Le conseil de prud’hommes peut écarter la faute grave et retenir une faute simple, une cause réelle et sérieuse non grave, une absence de cause réelle et sérieuse ou, dans certains cas, la nullité.
Voir contester un licenciement pour faute grave et prud’hommes et licenciement.
Si vous ne devez retenir qu’une chose, retenez celle-ci.
Que peut récupérer le salarié si la faute grave est requalifiée ?
Si le juge retient une faute simple au lieu d’une faute grave, peuvent redevenir dus, selon la situation :
- l’indemnité légale ou conventionnelle de licenciement ;
- l’indemnité compensatrice de préavis ;
- les congés payés correspondants ;
- le salaire de mise à pied conservatoire lorsqu’il n’était plus justifié.
Si le licenciement est en plus jugé sans cause réelle et sérieuse, des dommages et intérêts peuvent s’ajouter.
Exemple
Un salarié de quinze ans d’ancienneté avec 3 500 € de salaire de référence est licencié pour faute grave. Le minimum légal de licenciement qui n’a pas été versé représente environ 14 583,33 €. S’il bénéficiait en outre de trois mois de préavis conventionnel, 10 500 € bruts supplémentaires peuvent être en jeu, hors congés payés et dommages et intérêts éventuels.
La qualification juridique de « grave » peut donc représenter plusieurs dizaines de milliers d’euros.
Quels documents réunir après un licenciement pour faute grave ?
- convocation à l’entretien préalable ;
- notification éventuelle de mise à pied conservatoire ;
- lettre de licenciement ;
- règlement intérieur ;
- convention collective ;
- contrat et avenants ;
- courriels et messages liés aux faits ;
- consignes professionnelles ;
- évaluations et avertissements antérieurs ;
- bulletins de salaire ;
- solde de tout compte ;
- attestation France Travail.
Une chronologie précise des dates est particulièrement importante : date des faits, date à laquelle l’employeur en a eu connaissance, convocation, mise à pied, entretien et notification.
Questions fréquentes
La faute grave doit-elle être intentionnelle ?
Non.
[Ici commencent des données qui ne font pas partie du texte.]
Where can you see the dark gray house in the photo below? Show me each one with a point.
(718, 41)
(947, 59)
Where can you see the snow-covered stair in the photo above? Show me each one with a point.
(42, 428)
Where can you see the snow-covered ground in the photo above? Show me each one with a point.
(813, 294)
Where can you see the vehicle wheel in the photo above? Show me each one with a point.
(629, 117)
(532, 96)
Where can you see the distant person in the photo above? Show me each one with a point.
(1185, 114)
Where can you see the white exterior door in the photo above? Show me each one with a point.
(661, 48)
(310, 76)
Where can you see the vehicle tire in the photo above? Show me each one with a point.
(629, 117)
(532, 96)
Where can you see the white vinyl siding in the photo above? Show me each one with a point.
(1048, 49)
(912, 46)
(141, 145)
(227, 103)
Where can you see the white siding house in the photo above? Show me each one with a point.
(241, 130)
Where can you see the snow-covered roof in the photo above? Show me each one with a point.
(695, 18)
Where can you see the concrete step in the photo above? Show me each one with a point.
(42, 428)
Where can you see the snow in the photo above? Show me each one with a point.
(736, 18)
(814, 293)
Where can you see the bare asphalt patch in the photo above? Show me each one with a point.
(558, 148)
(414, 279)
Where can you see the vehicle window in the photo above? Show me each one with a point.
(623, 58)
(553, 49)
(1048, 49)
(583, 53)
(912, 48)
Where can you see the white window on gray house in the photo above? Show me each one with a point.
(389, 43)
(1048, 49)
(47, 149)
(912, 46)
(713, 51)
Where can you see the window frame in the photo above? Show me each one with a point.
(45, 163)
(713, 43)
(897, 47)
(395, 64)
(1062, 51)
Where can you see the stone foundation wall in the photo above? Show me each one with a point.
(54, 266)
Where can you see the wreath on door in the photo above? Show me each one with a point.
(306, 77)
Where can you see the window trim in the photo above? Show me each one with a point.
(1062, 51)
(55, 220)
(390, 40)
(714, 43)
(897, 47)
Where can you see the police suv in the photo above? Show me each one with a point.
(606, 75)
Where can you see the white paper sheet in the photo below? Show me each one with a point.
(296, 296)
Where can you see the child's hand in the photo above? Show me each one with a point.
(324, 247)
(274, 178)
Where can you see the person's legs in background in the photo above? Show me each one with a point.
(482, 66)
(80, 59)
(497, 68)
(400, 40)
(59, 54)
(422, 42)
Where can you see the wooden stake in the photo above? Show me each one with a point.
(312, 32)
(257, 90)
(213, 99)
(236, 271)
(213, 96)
L’intention de nuire caractérise la faute lourde, pas la faute grave.
Faut-il avoir reçu des avertissements avant ?
Non. Un fait unique suffisamment grave peut justifier une rupture immédiate.
La mise à pied conservatoire est-elle obligatoire ?
Non. Elle est fréquente mais n’est pas une condition automatique de toute faute grave.
Combien de temps l’employeur a-t-il pour agir ?
La prescription disciplinaire est en principe de deux mois à compter de la connaissance des faits. Pour une faute grave parfaitement connue ne nécessitant aucune vérification, la jurisprudence exige en outre un délai restreint.
A-t-on droit aux congés payés ?
Oui pour les droits acquis et non pris.
A-t-on droit au chômage ?
Oui si les conditions générales de l’ARE sont remplies.
Peut-on contester la qualification de faute grave ?
Oui. C’est le juge prud’homal qui apprécie finalement si les faits caractérisent une faute grave lorsqu’un litige lui est soumis.
Sources officielles
- Service-Public.fr – faute simple, grave ou lourde
- Ministère du Travail – licenciement pour motif personnel
- Code du travail, article L. 1332-4
- Cass. soc., 13 mai 2026, n° 24-22.440
Dernière vérification juridique : 7 août 2026. La faute grave dépend toujours des circonstances concrètes et de l’appréciation des preuves.